Le macchie e aree alterate cromaticamente sono state trattate con il laser in modalità Q-switching per uniformare l’insieme, avendo cura di preservare le tracce di policroma della superficie.
La fenditura di uno dei basamenti è stata integrata con resina epossidica (Epo 150). Dopo la pulitura si è fatta evidente una frattura passante nella parte laterale del San Giovanni che è stata trattata rinforzandola con Araldite e spolverando polvere di marmo per consentire la tenuta della stuccatura con PLM/S, polvere di marmo e Acril AC 33 al 4%.
Le superfici interessate dal dilavamento dell’acqua sono state protette con cera Multiwax applicata in soluzione al 2%.
Isidoro Castello, Alessandra Griffo, San Giovanni Evangelista, 1377 ca. Simone Talenti (1330/1340-1381) Firenze, Istituto degli Innocenti, in “OPD. Restauro”, 19, 2007, pp. 278-285.

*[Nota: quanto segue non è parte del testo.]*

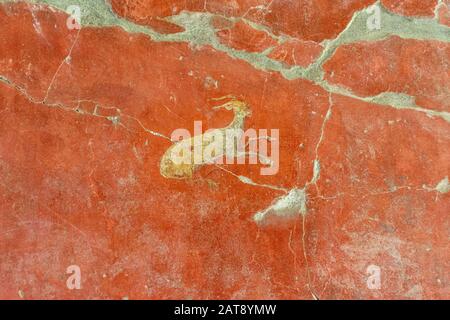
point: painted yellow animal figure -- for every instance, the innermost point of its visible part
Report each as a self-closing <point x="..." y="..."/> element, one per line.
<point x="191" y="150"/>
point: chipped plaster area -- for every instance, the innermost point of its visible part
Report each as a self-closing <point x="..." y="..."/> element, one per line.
<point x="287" y="207"/>
<point x="200" y="32"/>
<point x="220" y="217"/>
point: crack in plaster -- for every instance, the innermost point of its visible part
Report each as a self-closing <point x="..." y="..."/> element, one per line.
<point x="200" y="32"/>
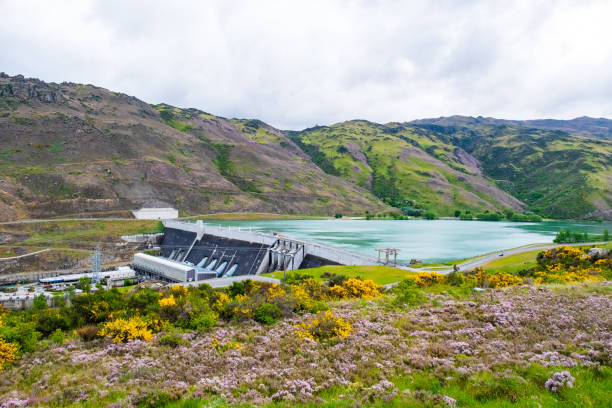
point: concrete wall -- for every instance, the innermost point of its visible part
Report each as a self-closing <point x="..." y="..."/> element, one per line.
<point x="320" y="250"/>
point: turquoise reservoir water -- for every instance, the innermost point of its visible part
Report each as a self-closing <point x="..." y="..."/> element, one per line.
<point x="430" y="241"/>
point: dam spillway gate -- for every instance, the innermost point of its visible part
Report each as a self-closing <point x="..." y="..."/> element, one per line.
<point x="194" y="251"/>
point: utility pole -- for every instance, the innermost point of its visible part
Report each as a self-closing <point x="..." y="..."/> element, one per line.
<point x="388" y="252"/>
<point x="96" y="265"/>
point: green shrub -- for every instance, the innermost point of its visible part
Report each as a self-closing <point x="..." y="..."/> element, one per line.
<point x="203" y="320"/>
<point x="333" y="279"/>
<point x="58" y="337"/>
<point x="267" y="313"/>
<point x="455" y="278"/>
<point x="88" y="333"/>
<point x="24" y="333"/>
<point x="39" y="303"/>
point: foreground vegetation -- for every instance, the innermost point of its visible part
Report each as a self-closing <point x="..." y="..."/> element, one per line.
<point x="536" y="338"/>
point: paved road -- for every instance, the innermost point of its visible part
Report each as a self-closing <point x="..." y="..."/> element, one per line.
<point x="473" y="263"/>
<point x="63" y="219"/>
<point x="24" y="255"/>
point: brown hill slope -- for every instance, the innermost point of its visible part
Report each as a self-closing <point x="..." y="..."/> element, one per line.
<point x="70" y="149"/>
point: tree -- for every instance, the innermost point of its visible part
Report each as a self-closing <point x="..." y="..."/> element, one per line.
<point x="40" y="303"/>
<point x="85" y="284"/>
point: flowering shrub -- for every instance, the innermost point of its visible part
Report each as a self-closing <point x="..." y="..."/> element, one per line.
<point x="426" y="279"/>
<point x="565" y="255"/>
<point x="363" y="289"/>
<point x="88" y="332"/>
<point x="326" y="325"/>
<point x="8" y="353"/>
<point x="167" y="301"/>
<point x="225" y="347"/>
<point x="121" y="330"/>
<point x="559" y="380"/>
<point x="275" y="291"/>
<point x="267" y="313"/>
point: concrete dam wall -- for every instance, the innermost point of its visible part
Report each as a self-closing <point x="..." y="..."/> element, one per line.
<point x="214" y="251"/>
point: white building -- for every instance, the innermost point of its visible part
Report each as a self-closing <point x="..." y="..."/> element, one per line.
<point x="165" y="269"/>
<point x="156" y="213"/>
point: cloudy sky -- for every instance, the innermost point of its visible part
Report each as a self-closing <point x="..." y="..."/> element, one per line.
<point x="295" y="64"/>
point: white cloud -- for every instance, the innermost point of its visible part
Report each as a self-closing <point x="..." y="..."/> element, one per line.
<point x="297" y="64"/>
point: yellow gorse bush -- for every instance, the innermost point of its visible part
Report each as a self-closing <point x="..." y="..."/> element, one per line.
<point x="275" y="291"/>
<point x="325" y="325"/>
<point x="3" y="311"/>
<point x="167" y="301"/>
<point x="426" y="279"/>
<point x="8" y="353"/>
<point x="134" y="328"/>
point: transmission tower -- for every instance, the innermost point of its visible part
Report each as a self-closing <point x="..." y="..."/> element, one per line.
<point x="96" y="265"/>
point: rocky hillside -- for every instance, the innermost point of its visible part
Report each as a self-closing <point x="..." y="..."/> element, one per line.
<point x="70" y="149"/>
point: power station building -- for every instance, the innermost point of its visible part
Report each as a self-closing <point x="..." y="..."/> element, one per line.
<point x="194" y="251"/>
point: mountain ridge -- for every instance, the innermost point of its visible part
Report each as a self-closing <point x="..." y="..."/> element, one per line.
<point x="70" y="149"/>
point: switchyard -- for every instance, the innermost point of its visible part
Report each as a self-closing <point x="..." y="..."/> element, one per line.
<point x="194" y="251"/>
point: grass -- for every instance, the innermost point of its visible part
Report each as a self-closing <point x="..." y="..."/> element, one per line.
<point x="513" y="263"/>
<point x="524" y="388"/>
<point x="379" y="274"/>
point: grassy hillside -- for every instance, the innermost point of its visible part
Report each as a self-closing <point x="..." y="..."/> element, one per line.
<point x="404" y="166"/>
<point x="465" y="164"/>
<point x="71" y="149"/>
<point x="558" y="175"/>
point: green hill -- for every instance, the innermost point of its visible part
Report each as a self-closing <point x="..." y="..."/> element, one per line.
<point x="68" y="149"/>
<point x="405" y="166"/>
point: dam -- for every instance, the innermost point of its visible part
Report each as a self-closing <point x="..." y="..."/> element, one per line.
<point x="193" y="251"/>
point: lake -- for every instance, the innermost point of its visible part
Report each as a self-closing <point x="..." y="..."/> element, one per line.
<point x="430" y="241"/>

Per un discorso più ampio sull’intero progetto di Orsanmichele cfr. Orsanmichele and the history and preservation of the civic Monument (proceeding of the symposium organized by the Center of Advanced Study in the Visual Arts, National Gallery of Art. The symposium was held in Washington October 7, 2005 and in Florence October 12-13, 2006), edited by Carl Brandon Strehlke, Yale University Press, 2012.
L’opera è esposta alla mostra in corso presso gli Uffizi dal titolo Bagliori Dorati. Il gotico internazionale a Firenze 1375-1440.